One of the key differences is the way that URLs are created for pages built from the posts collection: the YYYY-MM-DD date string defining the date of the post is used to create a nested URL structure of /YYYY/MM/DD/. For this reason, _Jekyll requires that files in the posts collection follow the naming structure YYYY-MM-DD-post-slug.md in order to be built for the site. For example, a file in posts called 2019-09-04-rise-and-shine.md will be published at the URL <site-url>/2019/09/04/rise-and-shine.html.

Jekyll also provides some other special features for working with a collection called posts, such as tags and categories to help organise the pages of your site. You can read more about the features of the posts collection in the associated page of the Jekyll documentation.

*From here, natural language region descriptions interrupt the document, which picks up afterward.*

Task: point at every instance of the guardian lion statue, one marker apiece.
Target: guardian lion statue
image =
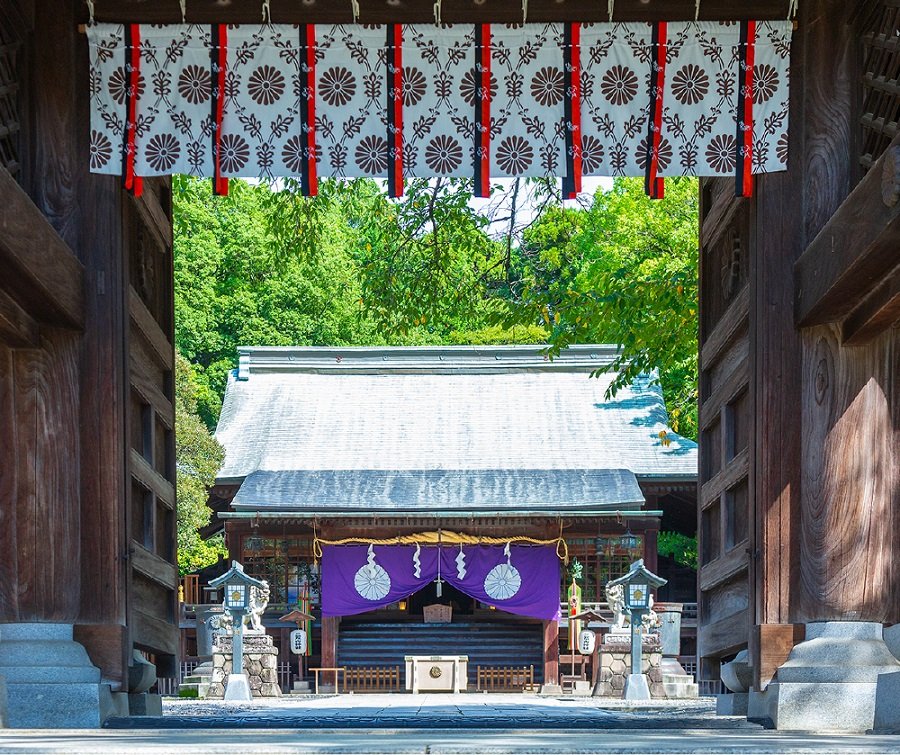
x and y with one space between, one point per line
615 597
259 599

Finally, it is common to need to create a listing of posts (or some other collection) that is displayed in smaller chunks e.g. ten posts at a time. This is called pagination, and is enabled in Jekyll via a plugin called jekyll-paginate. (This plugin is included by default in GitHub Pages.) The Jekyll documentation describes the steps for setting up pagination for a list of blog posts.

Linking to Other Pages on Your Site

Creating internal links that are robust to changes in your site base URL, and that work both online and in locally-built preview versions of your site, requires a bit of extra work.

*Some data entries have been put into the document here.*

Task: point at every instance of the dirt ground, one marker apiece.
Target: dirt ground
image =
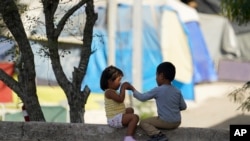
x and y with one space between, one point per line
212 108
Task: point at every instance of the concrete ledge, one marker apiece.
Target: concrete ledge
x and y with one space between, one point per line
40 131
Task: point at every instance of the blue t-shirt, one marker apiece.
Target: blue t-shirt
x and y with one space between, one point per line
169 102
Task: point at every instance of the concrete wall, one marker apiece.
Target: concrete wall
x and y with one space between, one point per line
40 131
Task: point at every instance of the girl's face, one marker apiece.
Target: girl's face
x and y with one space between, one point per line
115 84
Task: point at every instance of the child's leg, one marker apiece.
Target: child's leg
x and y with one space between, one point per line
130 120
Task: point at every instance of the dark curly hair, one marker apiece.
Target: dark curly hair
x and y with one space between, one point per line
168 70
109 73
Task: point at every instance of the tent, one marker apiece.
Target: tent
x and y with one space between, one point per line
161 42
6 65
187 48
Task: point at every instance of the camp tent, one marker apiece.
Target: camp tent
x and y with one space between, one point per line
186 48
167 36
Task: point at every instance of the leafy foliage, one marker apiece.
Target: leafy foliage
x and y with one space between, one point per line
236 10
242 95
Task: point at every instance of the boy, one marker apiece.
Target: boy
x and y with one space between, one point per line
169 101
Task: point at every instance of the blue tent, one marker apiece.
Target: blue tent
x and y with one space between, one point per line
203 68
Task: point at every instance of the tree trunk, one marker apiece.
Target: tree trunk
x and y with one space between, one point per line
76 98
25 87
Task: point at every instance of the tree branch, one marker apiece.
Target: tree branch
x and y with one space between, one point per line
64 19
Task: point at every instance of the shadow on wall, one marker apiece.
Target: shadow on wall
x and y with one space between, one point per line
239 119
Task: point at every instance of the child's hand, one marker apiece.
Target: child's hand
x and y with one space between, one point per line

You can access the URL of a built page via the page.url variable (as we did when listing the entries in our blogposts collection above) or, if referring to that page from the body of another page, with the {% link <path_to_post_file> %} tag. The path provided here should be relative to the root of your site - the directory where your config.yml is located. Taking the example from the posts collection above:

{% link _posts/2019-09-04-rise-and-shine.md %}
/2019/09/04/rise-and-shine.html

If you would like to set up your computer to build your site locally e.g. to preview changes to your site before they “go live” on GitHub Pages, you should get into the habit of substituting in the site.baseurl variable at the start of these internal links:

{{ site.baseurl }}{% link _posts/2019-09-04-rise-and-shine.md %}

This will ensure that the links within your site work correctly in the local version of the site as well as on GitHub Pages.

Comments on a Static Blog

When setting up a blog on a website, it is common to want to include a comment feed as a way for readers to respond to the content of a post, direct questions to the author, etc. A comments section can be included in a static blog using one of the below approaches.

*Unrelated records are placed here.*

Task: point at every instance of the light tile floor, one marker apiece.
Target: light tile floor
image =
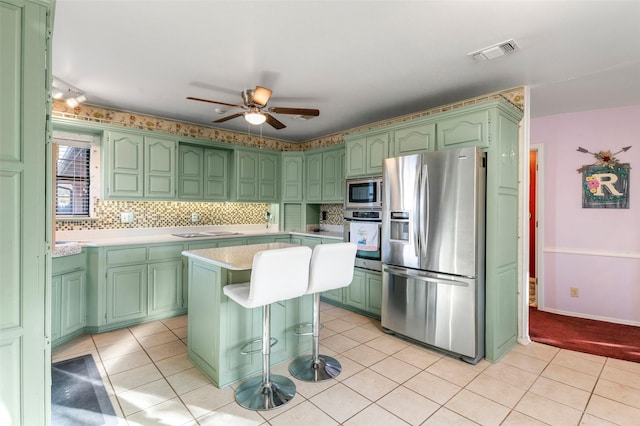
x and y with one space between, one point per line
385 381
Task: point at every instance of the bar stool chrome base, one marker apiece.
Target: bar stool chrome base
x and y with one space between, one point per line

  1. Disqus is the first approach. The Disqus website offers instructions on how to enable comments for Jekyll platform (used for GitHub pages). Here is a demo of Disqus with Jekyll. Although if you are privacy inclined, browser extensions such as Privacy Badger block the Disqus widget so you might look for alternatives.
  2. Staticman is the second approach. The setup is more complex than some of the other options and, in our experience, it is easy to get the configuration wrong. Here is a demo of comments with Staticman.
  3. Just Comments is the third approach. Here is a demo of comments with Just Comments.
  4. fastpages is the most recent addition to enable comments via GitHub comments (uses Utterances). fastpages comes with lots of options and is used by several researchers. Here is a demo of comments with fastpages.
  5. Welcomments (currently in beta testing) provides a webform for comments, and a bot that commits these to your website’s source GitHub repository so that they are included and displayed when the page is rebuilt. From the comments section implementation standpoint, Disqus looks most simple followed by Just Comments and Staticman. Fastpages is much more than enabling a comments section. It is a blog template that uses Jekyll as a base, improves on Jekyll experience and offers additional features. For researchers this may be the option to go.

Key Points

  • Iterate over multiple values in a list with a for loop.

  • Collections are defined in a site’s global configuration and populated in a corresponding folder.

  • Collections are presented by Jekyll as a list of page objects.